1. The problem is the following:

Starting from stillness @ t = 0, we are looking for the acceleration @T=0 of the 2 wheels (rolling without slip, in particular in point P4 we have a gear wheel contact so we can have that the reaction R2y of the plane could be also in direction y2, in this case, you can see that Reation R2x in direction x2 the reaction is 0).
The 2 wheels are connected with a not extendable Rope. Also Wheel 1 does not slip, so R1y = mgsin(alfa) with alfa = 30°, whereas R1x should be found.
the big radius of each wheel is R=20cm
The internal radius where the rope is rolled up is r = 10cm.
J of each wheel is 0.0125 kgm^2.
Weight of each wheel m = 1kg

2. Relevant equations
domega1 = - a_o1 / R ; % Angle acceleration wheel 1 ( positive domega1 in clockwise direction)
domega2 = - a_o2 / R ; % Angle acceleration wheel 2 (positive domega2 in clockwise direction)
eq1 (Forces equilibrium direction x1) : m * g* sin(alfa) - T + R1x = m * a_o1 ;
eq2 (Momentum equilibrium around P1): ( J + m * R^2) * domega1 = T * (R+r) - m * g *sin(alfa) * R - m * a_o1 * R ;
eq3 (Forces equilibrium direction y2): - m * g + T + R2y = m * a_o2 ;
eq4 (Momentum equilibrium around P4) : ( J + m * R^2) * domega2 = m * g * R - m * a_o2 * R - T * (R-r) ;
eq5 (cynematic relationship) : domega2 * (R-r) = domega1 * (R+r) ;

3. The attempt at a solution
Looking for:
a_01
a_02
T
R2y
R1x

I solve it with Matlab and i got a_02 about -23 m/s^2 which is in my opinion not acceptable.
What do i do wrong?

2. Jul 17, 2016

### TSny

Welcome to PF!
Can you explain why you included the last term on the right side?
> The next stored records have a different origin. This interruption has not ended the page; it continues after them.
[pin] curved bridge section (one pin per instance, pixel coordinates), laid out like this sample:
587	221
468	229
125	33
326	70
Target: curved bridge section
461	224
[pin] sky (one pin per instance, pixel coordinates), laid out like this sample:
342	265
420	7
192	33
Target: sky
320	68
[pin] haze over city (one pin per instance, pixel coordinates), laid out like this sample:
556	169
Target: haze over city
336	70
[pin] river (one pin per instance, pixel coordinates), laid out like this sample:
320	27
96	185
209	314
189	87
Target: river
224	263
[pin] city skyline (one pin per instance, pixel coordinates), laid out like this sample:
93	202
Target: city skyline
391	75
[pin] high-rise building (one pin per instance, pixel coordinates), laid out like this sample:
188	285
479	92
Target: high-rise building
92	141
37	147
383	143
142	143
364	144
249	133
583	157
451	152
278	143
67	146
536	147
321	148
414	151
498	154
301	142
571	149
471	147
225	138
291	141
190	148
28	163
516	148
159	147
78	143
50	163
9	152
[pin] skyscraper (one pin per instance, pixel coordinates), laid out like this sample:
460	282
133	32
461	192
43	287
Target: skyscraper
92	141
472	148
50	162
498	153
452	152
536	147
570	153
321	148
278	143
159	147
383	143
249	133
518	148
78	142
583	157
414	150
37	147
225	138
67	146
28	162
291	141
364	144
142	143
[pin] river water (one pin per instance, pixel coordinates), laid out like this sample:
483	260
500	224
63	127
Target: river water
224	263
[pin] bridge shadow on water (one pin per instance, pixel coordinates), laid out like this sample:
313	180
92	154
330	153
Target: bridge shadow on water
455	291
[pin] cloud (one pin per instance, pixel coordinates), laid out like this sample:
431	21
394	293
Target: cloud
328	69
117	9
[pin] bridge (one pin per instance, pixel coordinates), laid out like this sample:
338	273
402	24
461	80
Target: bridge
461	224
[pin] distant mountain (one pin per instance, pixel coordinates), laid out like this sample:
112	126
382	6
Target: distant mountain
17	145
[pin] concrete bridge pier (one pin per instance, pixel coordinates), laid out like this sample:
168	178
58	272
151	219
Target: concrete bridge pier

Did you mean to say counterclockwise here? Your diagram indicates that positive direction of rotation for both wheels is counterclockwise.

Last edited: Jul 17, 2016
3. Jul 18, 2016

### parmalesso

4. Jul 18, 2016

### parmalesso

I solved it. I rewrote the equations:

domega1 = - a_o1 / R ; % Angle acceleration wheel 1 (positive domega1 in counterclockwise direction)
domega2 = - a_o2 / R ; % Angle acceleration wheel 2 (positive domega2 in counterclockwise direction)

Equilibrium of the Forces for wheel 1 along x1
m * g* sin(alfa) - T + R1x = m * a_o1 ;
Equilibrium of the Moments for wheel 1 around P1
( J + m * R^2) * domega1 = T * (R+r) - m * g *sin(alfa) * R ;
Equilibrium of the Forces for wheel 2 along y2
- m * g + T + R2y = m * a_o2 ;
Equilibrium of the Moments for wheel 2 around P4
( J + m * R^2) * domega2 = m * g * R - T * (R-r) ;
Cinematic Relationship
domega2 * (R-r) = domega1 * (R+r) ;

And I obtain:
R and J are given:
R = 2 * r;
J = 5/4 m r^2

therefore:
T = (g*m)/2
a_o1 = -(4*g)/21
a_o2 = -(4*g)/7
R1x = -(4*g*m)/21
R2y = -(g*m)/14

5. Jul 18, 2016

### TSny

That all looks good to me. Nice work.